Al igual que se puede viajar con el cine (léase ‘Hasta donde el cine nos lleve’, de Jesús Lens y Francisco J. Ortiz; Ultramarina), el cine puede enriquecer el viaje. Este verano tuve la suerte de escaparme por Europa. Y, de entre el puñado de rincones preciosos, monumentos eternos y personas maravillosas, hubo un sitio que nunca podré olvidar. Jamás. Bajo el humillante lema de “el trabajo os hará libres”, Auschwitz es espeluznante. Otear su horizonte es abrumador. La melancolía aún impregna cada piedra, cada grano de arena, cada fotografía colgada en la pared.

Una de las zonas más sobrecogedoras es el crematorio. En mitad de un grupo de turistas desconcertados con nuestra propia raza, Steven Spielberg se hizo inevitable. El blanco y negro de ‘La lista de Schindler’ rodeó la habitación y nos convirtió en víctimas desnudas. Las paredes ahogaban. El techo caía sobre nosotros. La mera posibilidad de estar allí, rodeado de familiares y amigos, sospechando del aire que te da la vida, invitaba a orar. Dios.

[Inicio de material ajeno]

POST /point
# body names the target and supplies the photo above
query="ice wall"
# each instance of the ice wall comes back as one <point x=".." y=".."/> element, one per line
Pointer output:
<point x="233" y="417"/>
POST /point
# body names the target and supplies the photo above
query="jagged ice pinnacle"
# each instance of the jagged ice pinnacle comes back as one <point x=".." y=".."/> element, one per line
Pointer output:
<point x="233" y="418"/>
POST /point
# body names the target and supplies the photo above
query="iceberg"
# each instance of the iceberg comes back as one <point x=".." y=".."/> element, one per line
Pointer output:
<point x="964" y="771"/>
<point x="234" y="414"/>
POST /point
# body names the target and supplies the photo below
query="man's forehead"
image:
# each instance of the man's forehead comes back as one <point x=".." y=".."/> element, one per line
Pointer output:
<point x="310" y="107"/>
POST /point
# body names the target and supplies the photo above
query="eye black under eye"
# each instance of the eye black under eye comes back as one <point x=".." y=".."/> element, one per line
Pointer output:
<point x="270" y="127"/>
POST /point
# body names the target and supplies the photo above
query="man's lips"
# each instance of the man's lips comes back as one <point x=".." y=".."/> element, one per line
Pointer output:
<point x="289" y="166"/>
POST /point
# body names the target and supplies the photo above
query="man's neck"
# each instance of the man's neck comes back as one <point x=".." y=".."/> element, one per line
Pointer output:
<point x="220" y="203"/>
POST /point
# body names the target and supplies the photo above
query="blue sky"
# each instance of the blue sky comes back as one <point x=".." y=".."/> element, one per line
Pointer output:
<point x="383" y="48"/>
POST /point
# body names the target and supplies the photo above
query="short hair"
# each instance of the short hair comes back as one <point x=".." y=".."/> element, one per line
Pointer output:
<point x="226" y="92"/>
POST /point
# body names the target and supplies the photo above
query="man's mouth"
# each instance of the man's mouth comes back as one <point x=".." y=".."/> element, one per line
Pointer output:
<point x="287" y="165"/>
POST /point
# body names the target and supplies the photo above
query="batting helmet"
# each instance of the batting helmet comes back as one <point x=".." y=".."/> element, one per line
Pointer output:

Al volver a Cracovia cometí el error de odiar. De señalar con el dedo y afirmar: malditos alemanes, enfermos. Un par de noches después, en Praga, quiso la casualidad que se sentaran en nuestra mesa un grupo de estudiantes alemanes. Jóvenes, rondando la veintena. Charlamos un rato y, llegado el momento, como un resorte vital, les conté la experiencia en Auschwitz. Juro que jamás vi una expresión, un lamento, como el de sus miradas. Spielberg volvió para reprochar mi juicio anterior. “¿No has entendido nada?”